Friday, December 10, 2010

Butternut Squash Baked Risotto

It's been awhile since I talked about risotto.
I saw this recipe in a recent issue of EveryDay Food magazine and thought it would be fun to try since it is not a traditional way to cook risotto.
The risotto is started off on the stove top, but then finishes cooking in the oven.
It kind of kills the notion that to get that creamy beautiful texture you have to spend forever stirring away. I already knew that you don't have to stir risotto the whole time.

So, I started this off in my saute pan and transferred it to a 9*13-inch glass dish to finish it in the oven.
I was a little skeptical when I put it in the oven, as to whether or not it would still have that creamy texture. While the rice on the very top was a little bit drier than that on the bottom of the dish, the overall texture was very nice and risotto-ish.
This was a great recipe and a fun take on the classic preparation of risotto.
I would make it again in a heartbeat.

And I just want to say that whoever said risotto doesn't taste good re-warmed is very wrong. These leftovers are good cold, slightly warm and hot.

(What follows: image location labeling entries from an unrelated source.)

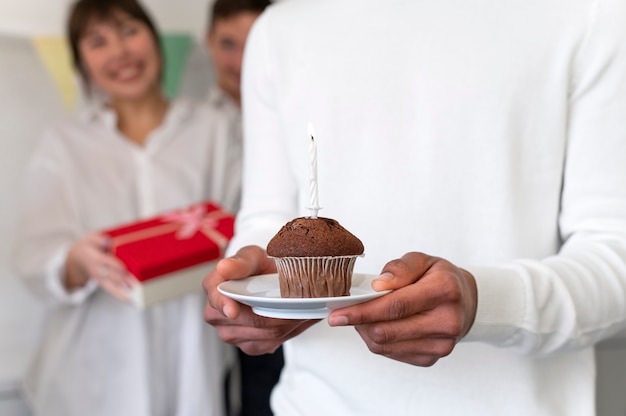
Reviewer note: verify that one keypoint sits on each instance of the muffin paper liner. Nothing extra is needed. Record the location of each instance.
(315, 277)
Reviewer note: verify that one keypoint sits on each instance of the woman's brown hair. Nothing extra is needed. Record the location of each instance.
(83, 12)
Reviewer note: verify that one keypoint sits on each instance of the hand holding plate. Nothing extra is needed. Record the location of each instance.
(432, 307)
(236, 323)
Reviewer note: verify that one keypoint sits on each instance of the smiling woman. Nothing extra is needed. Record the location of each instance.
(131, 154)
(115, 47)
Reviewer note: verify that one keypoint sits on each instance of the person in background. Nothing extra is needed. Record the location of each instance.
(131, 154)
(229, 24)
(477, 149)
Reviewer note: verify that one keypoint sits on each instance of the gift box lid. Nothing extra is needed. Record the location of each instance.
(174, 240)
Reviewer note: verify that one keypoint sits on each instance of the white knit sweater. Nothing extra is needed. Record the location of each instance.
(490, 133)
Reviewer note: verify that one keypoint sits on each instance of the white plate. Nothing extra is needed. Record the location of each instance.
(262, 293)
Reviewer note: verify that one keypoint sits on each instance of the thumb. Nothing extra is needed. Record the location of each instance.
(388, 281)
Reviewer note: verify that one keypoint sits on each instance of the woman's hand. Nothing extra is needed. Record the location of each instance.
(91, 258)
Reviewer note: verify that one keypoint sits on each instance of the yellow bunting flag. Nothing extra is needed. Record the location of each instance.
(55, 54)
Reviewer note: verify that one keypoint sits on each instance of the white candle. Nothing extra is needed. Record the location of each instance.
(314, 207)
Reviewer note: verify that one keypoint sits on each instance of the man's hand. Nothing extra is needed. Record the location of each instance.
(432, 307)
(236, 323)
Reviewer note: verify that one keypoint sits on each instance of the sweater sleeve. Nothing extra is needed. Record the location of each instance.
(268, 200)
(577, 297)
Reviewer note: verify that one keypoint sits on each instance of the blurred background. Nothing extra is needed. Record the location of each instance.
(38, 86)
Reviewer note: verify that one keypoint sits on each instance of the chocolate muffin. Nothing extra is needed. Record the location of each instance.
(315, 257)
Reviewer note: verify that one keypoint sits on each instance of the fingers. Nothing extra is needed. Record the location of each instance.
(249, 261)
(432, 306)
(404, 271)
(112, 276)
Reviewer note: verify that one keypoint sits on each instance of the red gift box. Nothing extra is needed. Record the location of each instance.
(168, 246)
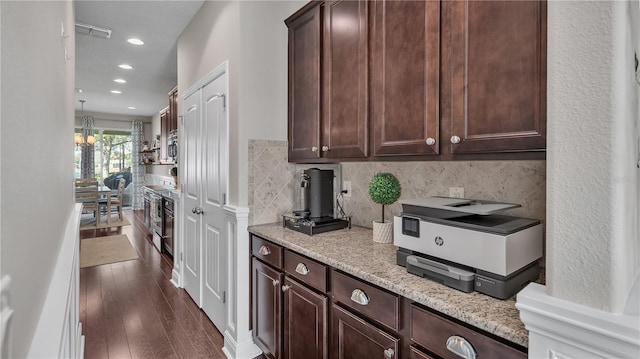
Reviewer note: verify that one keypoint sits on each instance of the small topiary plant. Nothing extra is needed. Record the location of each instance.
(384, 189)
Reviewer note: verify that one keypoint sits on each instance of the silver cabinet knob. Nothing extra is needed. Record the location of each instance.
(360, 297)
(302, 269)
(264, 250)
(461, 347)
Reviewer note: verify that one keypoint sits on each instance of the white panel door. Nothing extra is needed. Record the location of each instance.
(214, 167)
(192, 254)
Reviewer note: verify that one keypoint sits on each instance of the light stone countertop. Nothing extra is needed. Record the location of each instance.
(353, 251)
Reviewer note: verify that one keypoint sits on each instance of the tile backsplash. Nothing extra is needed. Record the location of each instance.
(272, 188)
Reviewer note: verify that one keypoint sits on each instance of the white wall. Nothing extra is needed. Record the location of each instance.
(252, 36)
(593, 254)
(37, 152)
(263, 78)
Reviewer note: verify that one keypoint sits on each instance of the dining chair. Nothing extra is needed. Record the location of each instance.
(117, 200)
(83, 182)
(88, 196)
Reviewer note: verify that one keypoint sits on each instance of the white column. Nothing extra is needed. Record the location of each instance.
(238, 339)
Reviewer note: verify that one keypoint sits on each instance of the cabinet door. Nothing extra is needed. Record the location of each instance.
(353, 338)
(345, 68)
(304, 85)
(418, 354)
(498, 84)
(305, 322)
(173, 110)
(266, 297)
(405, 57)
(164, 133)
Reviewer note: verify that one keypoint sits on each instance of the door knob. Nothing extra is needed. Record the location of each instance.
(461, 347)
(264, 250)
(302, 269)
(360, 297)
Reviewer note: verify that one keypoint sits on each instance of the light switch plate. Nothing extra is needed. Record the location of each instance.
(456, 192)
(346, 186)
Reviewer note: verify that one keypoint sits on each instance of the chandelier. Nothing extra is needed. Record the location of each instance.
(86, 137)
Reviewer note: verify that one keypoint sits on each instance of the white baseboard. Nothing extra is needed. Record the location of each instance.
(246, 350)
(562, 329)
(59, 333)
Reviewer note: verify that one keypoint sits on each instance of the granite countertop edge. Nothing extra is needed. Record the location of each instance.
(498, 317)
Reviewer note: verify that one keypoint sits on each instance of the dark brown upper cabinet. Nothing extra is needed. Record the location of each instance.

Recipe for Butternut Squash Baked Risotto
* I used swiss chard, stems included
* I started this dish in my saute pan and transferred it to a 9*13-inch glass dish when I put it into the oven

2 comments:

Sandi @the WhistleStop Cafe said...

I have my sceptical face on too... but if you say it works~ that is good enough for me.
How can you go wrong? Butternut Squash and Risotto.
Mmmmmmmm~

Valerie Harrison (bellini) said...

I love risotto mary Ann esprcially with butternut squash..definitely one of my favourites.